Clinical Commissioning Coalition demands equal relationship with National Commissioning Board
- Published on Thursday, 17 November 2011 15:16
- Posted by Scott Buckler
The new Clinical Commissioning Coalition, set up by the NHS Alliance and the the National Association of Primary Care, is demanding a new relationship between the National Commissioning Board and frontline clinical commissioners
“Current proposals look too top heavy and as I speak to Clinical Commissioning Groups throughout England, too few feel that they are really being liberated,” said Dr Michael Dixon, Chairman of the NHS Alliance.
Michael Ramsden, Chief Executive of NAPC, added: “We hear often that decisions about the NHS will come from the consulting room rather than from Whitehall and that must mean that the ‘rules of engagement’ are equally decided between clinical commissioners and the National Commissioning Board, rather than tablets of stone handed down from above.”

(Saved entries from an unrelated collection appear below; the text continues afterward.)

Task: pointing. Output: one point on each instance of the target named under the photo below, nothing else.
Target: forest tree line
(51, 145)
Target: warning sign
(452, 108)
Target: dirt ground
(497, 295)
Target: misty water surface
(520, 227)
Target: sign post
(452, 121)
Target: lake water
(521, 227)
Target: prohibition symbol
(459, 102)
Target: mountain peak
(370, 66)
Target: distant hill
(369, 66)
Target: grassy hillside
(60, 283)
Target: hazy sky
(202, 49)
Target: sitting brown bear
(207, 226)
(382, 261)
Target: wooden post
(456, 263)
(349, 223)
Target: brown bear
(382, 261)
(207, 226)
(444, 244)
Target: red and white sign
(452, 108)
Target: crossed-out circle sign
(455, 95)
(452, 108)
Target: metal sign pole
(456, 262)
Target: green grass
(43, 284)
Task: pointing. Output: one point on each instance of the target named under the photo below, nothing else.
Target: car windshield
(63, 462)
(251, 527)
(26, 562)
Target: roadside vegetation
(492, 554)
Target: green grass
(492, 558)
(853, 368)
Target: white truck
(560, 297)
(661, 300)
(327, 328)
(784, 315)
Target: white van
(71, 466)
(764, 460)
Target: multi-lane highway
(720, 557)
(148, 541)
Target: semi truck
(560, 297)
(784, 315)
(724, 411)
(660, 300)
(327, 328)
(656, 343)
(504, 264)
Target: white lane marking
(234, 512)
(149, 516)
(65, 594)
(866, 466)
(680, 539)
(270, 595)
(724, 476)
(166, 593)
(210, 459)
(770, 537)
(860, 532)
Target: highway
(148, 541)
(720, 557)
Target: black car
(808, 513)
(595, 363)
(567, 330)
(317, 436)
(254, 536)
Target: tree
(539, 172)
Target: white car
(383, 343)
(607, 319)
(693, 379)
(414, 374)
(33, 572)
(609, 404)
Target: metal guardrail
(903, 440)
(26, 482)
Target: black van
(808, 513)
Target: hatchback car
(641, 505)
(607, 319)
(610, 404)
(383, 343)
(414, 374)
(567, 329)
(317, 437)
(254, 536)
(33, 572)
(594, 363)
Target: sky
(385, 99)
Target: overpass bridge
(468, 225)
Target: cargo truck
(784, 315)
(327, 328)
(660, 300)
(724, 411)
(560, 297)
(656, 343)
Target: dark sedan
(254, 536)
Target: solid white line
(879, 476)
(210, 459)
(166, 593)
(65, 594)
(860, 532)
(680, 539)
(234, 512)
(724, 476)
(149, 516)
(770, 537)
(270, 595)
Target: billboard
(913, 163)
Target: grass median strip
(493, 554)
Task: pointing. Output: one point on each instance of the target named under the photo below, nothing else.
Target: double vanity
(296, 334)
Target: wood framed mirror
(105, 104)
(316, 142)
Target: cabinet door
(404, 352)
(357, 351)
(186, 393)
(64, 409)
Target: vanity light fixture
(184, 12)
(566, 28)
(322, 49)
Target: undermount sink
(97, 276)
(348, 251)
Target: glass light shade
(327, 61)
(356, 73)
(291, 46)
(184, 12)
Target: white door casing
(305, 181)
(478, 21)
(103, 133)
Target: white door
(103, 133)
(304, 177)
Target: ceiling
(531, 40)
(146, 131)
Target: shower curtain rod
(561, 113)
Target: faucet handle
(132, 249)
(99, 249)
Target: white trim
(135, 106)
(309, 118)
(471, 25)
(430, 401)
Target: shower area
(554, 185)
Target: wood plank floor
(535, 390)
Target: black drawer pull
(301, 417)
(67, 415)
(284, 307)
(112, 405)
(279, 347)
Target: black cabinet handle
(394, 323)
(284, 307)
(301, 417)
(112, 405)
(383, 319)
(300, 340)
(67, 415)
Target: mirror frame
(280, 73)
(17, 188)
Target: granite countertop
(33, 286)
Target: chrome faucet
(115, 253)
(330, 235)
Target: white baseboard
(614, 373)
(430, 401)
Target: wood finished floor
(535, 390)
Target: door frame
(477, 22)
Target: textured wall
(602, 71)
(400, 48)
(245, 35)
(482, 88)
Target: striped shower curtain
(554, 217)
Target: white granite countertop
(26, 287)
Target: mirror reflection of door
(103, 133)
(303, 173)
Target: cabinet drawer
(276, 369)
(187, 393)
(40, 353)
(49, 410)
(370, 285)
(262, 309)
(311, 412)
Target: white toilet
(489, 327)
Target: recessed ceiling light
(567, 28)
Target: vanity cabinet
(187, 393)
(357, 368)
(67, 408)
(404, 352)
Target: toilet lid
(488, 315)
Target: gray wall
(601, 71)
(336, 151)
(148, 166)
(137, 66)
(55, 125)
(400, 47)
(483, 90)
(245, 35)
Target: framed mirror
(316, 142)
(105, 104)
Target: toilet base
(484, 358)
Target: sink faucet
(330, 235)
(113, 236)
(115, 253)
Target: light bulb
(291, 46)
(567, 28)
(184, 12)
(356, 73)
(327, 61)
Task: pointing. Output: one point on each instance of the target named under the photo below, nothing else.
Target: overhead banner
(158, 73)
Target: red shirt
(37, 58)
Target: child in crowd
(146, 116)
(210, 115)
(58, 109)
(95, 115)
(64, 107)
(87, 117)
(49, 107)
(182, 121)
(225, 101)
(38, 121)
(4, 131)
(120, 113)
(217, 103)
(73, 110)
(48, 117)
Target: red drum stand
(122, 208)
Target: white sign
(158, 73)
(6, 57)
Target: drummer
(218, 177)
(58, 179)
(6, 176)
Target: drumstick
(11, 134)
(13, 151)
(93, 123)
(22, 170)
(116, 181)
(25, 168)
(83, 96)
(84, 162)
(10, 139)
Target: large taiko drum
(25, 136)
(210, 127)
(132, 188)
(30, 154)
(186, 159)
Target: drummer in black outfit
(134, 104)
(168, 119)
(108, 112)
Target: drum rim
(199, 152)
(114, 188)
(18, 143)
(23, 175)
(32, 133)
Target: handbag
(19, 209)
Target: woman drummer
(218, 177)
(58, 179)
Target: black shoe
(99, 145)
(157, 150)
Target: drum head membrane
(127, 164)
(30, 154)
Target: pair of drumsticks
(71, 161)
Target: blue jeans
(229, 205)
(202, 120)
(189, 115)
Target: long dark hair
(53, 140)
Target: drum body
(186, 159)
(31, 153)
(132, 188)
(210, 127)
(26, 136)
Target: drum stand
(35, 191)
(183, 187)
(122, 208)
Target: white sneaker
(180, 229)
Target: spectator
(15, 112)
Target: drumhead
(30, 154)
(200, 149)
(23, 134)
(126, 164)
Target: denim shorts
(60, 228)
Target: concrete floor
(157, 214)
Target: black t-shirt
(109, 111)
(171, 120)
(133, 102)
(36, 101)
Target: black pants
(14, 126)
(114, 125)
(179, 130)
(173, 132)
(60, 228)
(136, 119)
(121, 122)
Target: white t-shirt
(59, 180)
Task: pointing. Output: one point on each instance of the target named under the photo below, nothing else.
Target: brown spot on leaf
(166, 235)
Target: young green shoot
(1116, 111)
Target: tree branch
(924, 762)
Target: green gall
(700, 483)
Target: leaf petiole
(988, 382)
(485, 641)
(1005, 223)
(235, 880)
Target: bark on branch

Dr Ken Aswani, GP in Waltham Forest, commented: "Clinical leadership is important across the system."
The NHS Alliance/NAPC Clinical Commissioning Coalition is demanding that clinical commissioners should be represented at every level, from the National Commissioning Board to the Clinical Commissioning Groups themselves.
According to the Coalition, it is not enough for Clinical Commissioning Groups and clinical commissioning to be held at arms’ length from the National Commissioning Board communicating through its regional arms.
The Coalition says that the same thought processes must also apply to the authorisation of Clinical Commissioning Groups, which cannot be a one way process decided by the National Commissioning Board. The disinterested voice of clinical commissioners themselves must also be part of the authorisation process. Therefore, the Coalition is proposing that one of its representatives should sit on every panel authorising CCGs so that the centre and frontline are part of this process.
Following Clinical Commissioning Group authorisation, annual appraisal should also be a two way process. The National Commissioning Board will need to appraise CCGs, but CCGs collectively should be able to appraise the National Commissioning Board as to whether it has been able to support and further their work and enable them to produce better health outcomes.
Dr Michael Dixon added: “If command and control is dead then 360 degree appraisal must become the norm. The future of the NHS will no longer have a ‘top’ and a ‘bottom’, but a ‘centre’ and ‘frontline’. If the mutual hopes of commissioners at the centre and at the frontline are to be met –and that is the only way the NHS can go forward – then there needs to be a meeting of aims and aspirations. There are some very early signs that this is beginning to happen, but things must accelerate rapidly otherwise clinical commissioners will feel more shackled than liberated and the huge potential gains of enlisting frontline clinical commissioners will be lost. With it will go the hope of an every better and more sustainable NHS.”
Recently re-elected President of the NAPC, Dr James Kingsland, also stated: “This is about developing an epidemic of leadership throughout the NHS clinical community, changing behaviours at the interface between clinician and patient to enable more effective deployment of NHS resources at the point at where they are committed. This is what commissioning at scale is about – each and every one of us being involved."